Leading Ghana's attempts to bring down the budget deficit, which stands at around 11.4% of GDP (over double the statutory limit), are plans to raise 5 billion cedis (US$890 million) from new taxes and more efficient collection of old ones. Much of this is to come from taxes on consumption, bank profits and fuel – all likely to work against the attempts to bring down inflation.
With the opposition National Democratic Congress holding the same number of parliamentary seats as the ruling New Patriotic Party, there may strong resistance to these moves.
Opposition MPs are also sceptical of the government's plan to go back to the international markets in search of another 5 bn cedis and its launch of a roadshow, via videolink, next week. It has mandated Bank of America, Citigroup Inc., Rand Merchant Bank Ltd., Standard Chartered Plc and Standard Bank Group as lead managers for the fund-raising. Local institutions including Cal Bank, Fidelity Bank, IC Securities and Databank Group (founded by Ofori-Atta) are listed as co-arrangers of the funding effort.

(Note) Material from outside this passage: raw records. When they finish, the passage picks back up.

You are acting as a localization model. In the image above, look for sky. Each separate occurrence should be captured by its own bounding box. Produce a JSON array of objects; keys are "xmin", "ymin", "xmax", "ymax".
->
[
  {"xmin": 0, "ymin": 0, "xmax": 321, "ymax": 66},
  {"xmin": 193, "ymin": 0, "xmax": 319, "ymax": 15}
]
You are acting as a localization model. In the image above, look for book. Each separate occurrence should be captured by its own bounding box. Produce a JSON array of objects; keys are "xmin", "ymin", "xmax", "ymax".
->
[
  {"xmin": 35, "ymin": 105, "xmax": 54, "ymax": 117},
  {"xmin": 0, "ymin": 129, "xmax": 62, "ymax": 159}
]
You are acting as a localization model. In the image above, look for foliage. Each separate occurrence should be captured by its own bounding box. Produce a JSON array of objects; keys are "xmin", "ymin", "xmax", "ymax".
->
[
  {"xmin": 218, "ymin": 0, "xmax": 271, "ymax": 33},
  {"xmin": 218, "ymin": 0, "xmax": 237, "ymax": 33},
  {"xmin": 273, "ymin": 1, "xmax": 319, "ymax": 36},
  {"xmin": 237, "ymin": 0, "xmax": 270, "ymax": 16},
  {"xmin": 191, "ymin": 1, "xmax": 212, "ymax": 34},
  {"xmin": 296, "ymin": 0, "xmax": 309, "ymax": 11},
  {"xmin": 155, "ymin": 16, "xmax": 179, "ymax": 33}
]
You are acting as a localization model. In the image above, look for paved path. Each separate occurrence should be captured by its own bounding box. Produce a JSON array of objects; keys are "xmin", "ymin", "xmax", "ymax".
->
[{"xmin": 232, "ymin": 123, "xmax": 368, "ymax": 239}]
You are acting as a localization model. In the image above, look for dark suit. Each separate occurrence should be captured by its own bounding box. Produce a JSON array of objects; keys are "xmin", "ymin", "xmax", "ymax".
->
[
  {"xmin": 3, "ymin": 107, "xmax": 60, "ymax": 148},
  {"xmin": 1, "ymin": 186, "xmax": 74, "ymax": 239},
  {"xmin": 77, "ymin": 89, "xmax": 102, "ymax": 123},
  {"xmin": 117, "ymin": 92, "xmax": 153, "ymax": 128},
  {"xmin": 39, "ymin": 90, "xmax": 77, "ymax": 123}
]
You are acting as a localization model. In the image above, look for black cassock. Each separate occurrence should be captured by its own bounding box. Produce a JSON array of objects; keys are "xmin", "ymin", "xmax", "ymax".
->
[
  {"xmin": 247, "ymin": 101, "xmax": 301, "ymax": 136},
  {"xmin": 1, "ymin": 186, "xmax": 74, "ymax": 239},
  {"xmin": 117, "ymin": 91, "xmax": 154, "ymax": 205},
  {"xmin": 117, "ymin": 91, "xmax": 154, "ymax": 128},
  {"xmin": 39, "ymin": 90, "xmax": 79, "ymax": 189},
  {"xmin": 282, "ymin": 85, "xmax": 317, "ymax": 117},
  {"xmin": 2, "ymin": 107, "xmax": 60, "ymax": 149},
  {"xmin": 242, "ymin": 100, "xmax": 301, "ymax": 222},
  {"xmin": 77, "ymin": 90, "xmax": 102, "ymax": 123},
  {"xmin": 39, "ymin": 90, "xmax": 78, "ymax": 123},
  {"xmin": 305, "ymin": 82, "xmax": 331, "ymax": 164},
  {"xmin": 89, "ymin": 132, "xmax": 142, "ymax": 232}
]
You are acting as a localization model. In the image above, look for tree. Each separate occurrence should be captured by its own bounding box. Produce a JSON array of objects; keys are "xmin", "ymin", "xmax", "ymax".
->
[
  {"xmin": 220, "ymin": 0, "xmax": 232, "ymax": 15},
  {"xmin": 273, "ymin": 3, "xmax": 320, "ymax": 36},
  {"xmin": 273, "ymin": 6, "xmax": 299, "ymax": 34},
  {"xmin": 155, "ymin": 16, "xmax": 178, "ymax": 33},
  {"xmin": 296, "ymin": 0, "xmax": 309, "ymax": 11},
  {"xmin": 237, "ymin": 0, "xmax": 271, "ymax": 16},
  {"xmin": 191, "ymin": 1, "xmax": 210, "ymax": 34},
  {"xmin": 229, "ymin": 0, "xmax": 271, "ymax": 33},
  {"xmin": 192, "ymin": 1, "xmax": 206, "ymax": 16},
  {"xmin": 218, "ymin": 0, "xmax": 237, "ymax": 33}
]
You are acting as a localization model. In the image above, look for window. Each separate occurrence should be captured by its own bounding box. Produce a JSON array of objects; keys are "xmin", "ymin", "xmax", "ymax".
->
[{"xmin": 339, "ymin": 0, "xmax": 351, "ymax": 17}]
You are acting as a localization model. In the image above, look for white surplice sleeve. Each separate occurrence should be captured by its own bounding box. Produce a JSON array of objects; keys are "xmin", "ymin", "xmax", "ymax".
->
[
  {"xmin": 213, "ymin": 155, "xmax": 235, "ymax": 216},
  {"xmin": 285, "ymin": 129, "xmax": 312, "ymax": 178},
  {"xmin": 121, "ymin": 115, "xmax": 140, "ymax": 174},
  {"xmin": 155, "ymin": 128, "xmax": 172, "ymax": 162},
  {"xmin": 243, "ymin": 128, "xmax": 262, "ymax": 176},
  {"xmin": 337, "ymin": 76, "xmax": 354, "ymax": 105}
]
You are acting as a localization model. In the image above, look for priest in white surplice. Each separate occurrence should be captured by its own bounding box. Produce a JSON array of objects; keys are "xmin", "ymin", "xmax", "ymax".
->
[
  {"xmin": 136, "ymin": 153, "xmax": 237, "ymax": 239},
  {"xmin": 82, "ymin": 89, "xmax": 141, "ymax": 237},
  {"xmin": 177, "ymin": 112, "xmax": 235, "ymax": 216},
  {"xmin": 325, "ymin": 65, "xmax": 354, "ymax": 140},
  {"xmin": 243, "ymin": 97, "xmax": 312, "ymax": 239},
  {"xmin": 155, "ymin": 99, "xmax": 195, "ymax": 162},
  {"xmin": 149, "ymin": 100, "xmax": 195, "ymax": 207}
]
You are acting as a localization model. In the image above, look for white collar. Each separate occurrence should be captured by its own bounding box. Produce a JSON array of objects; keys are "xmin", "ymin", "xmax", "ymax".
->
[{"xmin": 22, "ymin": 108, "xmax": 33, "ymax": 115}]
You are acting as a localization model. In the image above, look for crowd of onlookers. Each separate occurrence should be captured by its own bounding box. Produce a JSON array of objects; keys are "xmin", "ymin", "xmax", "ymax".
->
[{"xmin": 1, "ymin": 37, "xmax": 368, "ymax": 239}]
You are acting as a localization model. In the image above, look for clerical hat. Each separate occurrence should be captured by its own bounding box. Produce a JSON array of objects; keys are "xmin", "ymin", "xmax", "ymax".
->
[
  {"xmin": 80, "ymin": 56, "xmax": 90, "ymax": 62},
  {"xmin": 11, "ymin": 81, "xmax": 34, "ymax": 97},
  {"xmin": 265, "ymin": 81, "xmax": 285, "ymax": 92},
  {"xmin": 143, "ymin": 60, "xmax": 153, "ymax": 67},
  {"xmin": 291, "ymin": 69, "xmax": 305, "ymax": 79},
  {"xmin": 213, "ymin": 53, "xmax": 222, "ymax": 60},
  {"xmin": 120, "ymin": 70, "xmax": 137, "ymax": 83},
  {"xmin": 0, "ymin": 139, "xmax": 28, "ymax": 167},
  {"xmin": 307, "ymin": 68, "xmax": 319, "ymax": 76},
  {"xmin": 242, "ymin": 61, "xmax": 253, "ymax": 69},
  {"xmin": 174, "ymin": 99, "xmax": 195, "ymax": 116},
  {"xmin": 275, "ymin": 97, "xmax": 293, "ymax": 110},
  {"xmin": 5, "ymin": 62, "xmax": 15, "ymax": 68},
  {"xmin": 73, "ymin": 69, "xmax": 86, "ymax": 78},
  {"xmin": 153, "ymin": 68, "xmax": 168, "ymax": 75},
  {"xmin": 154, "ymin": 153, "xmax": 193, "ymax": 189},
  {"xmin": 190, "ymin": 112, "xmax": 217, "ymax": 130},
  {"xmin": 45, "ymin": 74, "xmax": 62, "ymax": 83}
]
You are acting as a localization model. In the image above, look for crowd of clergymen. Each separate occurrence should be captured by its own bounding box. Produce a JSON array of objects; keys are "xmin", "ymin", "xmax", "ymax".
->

Other rumbling political fights include the dismissal of the Auditor-General Daniel Yaw Domelevo and President Akufo-Addo's statement that he will take the plan to launch the Agyapa gold royalties company, to be listed in London and Jersey, back to parliament for consultation.
With 16 parliamentary seats still in dispute, the NDC is likely to push hard against the government on all these fronts, convinced that the courts will decide a few more constituencies in its favour in the coming weeks (AC Vol 62 No 5, The wrong side of the law and Vol 62 No 2, Both sides go to court).